Many argue that the public is longing for stability and has become tired of protests and protesters. "I have to do my part, at least by witnessing and documenting the revolution's last breaths. I am taking my camera with me. If this is the end for us anyway, then new generations and history books should be able know what really happened."

It is difficult to overlook the divide between Shady and the ruling regime. Over the past few years, this divide occasionally turned into an all-out war when a trigger emerged and surprised both sides. More than four years after the murder of Khaled Said, the murder of peaceful protester Shaimaa El-Sabbagh, reportedly at the hands of security forces, has ignited yet another wave of anger. Hundreds of protesters took part in a protest to express their anger over Shaimaa's killing, defying the restrictions that the current regime has put on demonstrations and other forms of dissidence in the past two years. Shaimaa's killing also led to a rare condemnation in the leading state-owned and -run newspaper, with the editor blaming the police and implicitly criticizing President Sisi.

But if the revolutionary camp made a small victory with Shaimaa's death, forcing Sisi himself to call her in public a "martyr" and to acknowledge that her murder was a "mistake" by the police, revolutionaries stood still when, 10 days after Shaimaa's incident, a court sentenced pro-revolution activist Ahmed Douma to life in prison and fined him 17 million Egyptian pounds ($2 million).

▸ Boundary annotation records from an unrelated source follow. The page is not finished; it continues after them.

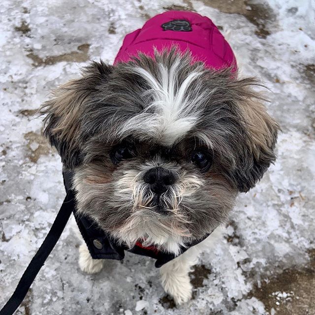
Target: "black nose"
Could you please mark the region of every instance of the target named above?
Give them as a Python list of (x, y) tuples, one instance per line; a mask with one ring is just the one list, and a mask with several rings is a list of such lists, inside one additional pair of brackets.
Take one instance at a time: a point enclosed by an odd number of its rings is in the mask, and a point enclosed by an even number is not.
[(151, 168), (144, 174), (143, 180), (150, 184), (151, 189), (156, 193), (165, 192), (168, 186), (175, 182), (172, 172), (163, 167)]

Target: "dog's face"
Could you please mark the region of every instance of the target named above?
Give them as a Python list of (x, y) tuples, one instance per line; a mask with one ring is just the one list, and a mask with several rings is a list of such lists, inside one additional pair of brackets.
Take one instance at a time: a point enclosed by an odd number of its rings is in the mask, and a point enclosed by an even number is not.
[(92, 63), (42, 111), (78, 210), (129, 246), (176, 252), (211, 232), (275, 158), (278, 127), (254, 84), (175, 49)]

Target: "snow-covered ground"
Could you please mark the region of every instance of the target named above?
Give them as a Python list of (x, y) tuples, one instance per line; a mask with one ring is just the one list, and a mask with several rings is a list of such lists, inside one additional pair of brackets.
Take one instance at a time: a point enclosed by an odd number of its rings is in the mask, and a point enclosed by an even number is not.
[(0, 306), (41, 244), (65, 193), (61, 163), (35, 112), (49, 91), (125, 34), (171, 9), (228, 32), (244, 74), (270, 89), (282, 129), (278, 160), (238, 199), (191, 274), (193, 299), (165, 296), (154, 261), (126, 253), (83, 274), (68, 224), (17, 314), (315, 314), (315, 2), (308, 0), (1, 0)]

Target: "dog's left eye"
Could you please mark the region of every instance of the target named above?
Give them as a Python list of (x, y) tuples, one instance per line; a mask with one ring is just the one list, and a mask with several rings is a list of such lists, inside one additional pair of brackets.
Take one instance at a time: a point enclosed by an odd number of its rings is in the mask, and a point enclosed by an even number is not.
[(114, 164), (118, 164), (124, 159), (132, 158), (135, 156), (135, 152), (133, 148), (127, 146), (117, 147), (110, 155)]
[(210, 168), (213, 161), (212, 155), (202, 151), (192, 152), (190, 159), (203, 172), (206, 172)]

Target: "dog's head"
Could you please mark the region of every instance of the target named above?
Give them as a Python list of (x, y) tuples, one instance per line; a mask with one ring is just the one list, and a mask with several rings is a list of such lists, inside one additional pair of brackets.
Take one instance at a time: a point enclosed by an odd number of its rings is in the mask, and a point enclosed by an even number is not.
[(255, 84), (175, 49), (93, 63), (42, 111), (79, 211), (129, 246), (176, 252), (211, 232), (275, 159)]

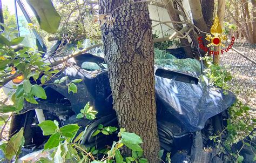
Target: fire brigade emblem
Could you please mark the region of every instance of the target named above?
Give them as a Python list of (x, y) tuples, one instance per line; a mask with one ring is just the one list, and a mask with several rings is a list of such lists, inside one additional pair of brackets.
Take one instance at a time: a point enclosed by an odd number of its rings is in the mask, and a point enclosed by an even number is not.
[(207, 41), (211, 42), (207, 45), (207, 47), (212, 45), (217, 46), (219, 45), (225, 47), (224, 44), (221, 43), (221, 42), (226, 40), (227, 37), (225, 35), (221, 35), (222, 29), (218, 16), (216, 16), (214, 18), (213, 24), (211, 28), (211, 33), (213, 35), (213, 37), (212, 35), (206, 35), (207, 37), (205, 38)]

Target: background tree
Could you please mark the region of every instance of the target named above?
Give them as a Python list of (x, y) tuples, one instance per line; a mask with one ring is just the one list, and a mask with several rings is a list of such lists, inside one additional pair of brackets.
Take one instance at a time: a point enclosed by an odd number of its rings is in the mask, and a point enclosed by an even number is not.
[(241, 32), (247, 43), (256, 43), (255, 0), (228, 1), (227, 5), (226, 11), (228, 16), (226, 19), (228, 19), (228, 22), (230, 19), (233, 20), (238, 28), (238, 31)]
[(120, 127), (143, 140), (144, 155), (157, 162), (154, 52), (146, 2), (99, 1), (100, 14), (112, 17), (102, 26), (113, 108)]

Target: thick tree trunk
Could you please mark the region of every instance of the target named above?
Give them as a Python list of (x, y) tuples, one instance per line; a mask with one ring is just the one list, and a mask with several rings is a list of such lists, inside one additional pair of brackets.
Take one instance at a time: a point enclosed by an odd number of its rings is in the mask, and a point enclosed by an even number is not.
[[(220, 26), (223, 29), (224, 23), (224, 17), (225, 17), (225, 9), (226, 8), (226, 0), (218, 0), (218, 11), (217, 15), (219, 17), (219, 21), (220, 22)], [(215, 51), (219, 51), (219, 53), (220, 54), (220, 50), (221, 47), (220, 45), (214, 47)], [(220, 55), (215, 55), (213, 56), (213, 63), (215, 64), (218, 64), (220, 58)]]
[[(188, 0), (188, 3), (190, 4), (190, 9), (191, 10), (191, 13), (193, 17), (193, 22), (194, 22), (194, 24), (200, 30), (201, 30), (200, 33), (199, 32), (198, 33), (198, 37), (201, 36), (203, 37), (203, 38), (205, 38), (206, 33), (204, 32), (207, 32), (208, 31), (208, 28), (206, 23), (205, 23), (204, 19), (204, 17), (203, 16), (202, 8), (201, 6), (200, 1)], [(194, 34), (193, 35), (194, 36), (195, 35)], [(194, 40), (195, 38), (192, 37), (192, 37), (192, 39), (193, 40)], [(194, 41), (197, 41), (197, 38), (196, 38), (196, 40)], [(207, 41), (205, 39), (203, 40), (203, 43), (205, 46), (206, 46), (206, 45), (208, 44)], [(204, 51), (201, 51), (204, 54)], [(204, 55), (203, 56), (203, 57), (204, 56)]]
[[(173, 3), (170, 0), (164, 0), (164, 3), (165, 4), (165, 8), (171, 20), (174, 22), (181, 22), (179, 13), (177, 12), (177, 10), (174, 9), (173, 5)], [(178, 31), (180, 31), (183, 28), (183, 26), (181, 24), (173, 23), (173, 27)], [(193, 58), (193, 52), (187, 39), (181, 38), (180, 43), (181, 43), (181, 47), (183, 47), (186, 53), (186, 56), (188, 58)]]
[(201, 8), (204, 20), (206, 23), (207, 32), (210, 30), (213, 22), (213, 12), (214, 11), (214, 0), (203, 0), (201, 1)]
[(256, 44), (256, 1), (251, 0), (252, 4), (252, 30), (253, 32), (253, 43)]
[(147, 3), (138, 1), (100, 0), (100, 13), (115, 19), (102, 31), (119, 126), (140, 135), (146, 158), (158, 162), (151, 22)]

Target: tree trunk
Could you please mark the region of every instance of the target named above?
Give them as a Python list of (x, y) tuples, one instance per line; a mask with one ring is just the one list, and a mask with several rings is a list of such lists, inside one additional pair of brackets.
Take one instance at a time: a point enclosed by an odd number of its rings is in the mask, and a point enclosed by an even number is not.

If there is a struggle between the revolutionaries and the regime, it is not settled yet. Even if the January 2011 events cannot be repeated, since the context now is clearly different and pro-democracy forces are weaker than they were four years ago, it is wrong to jump to a conclusion about an ultimate victory for the regime and the counter-revolutionary camp in general. The regime has been weakened too, notwithstanding its vicious crackdown on dissidents. It is this crackdown that proves that the ruling elite realizes that it cannot withstand opposition. How the situation in Egypt will unfold and whether any particular camp will eventually emerge victorious remains to be seen.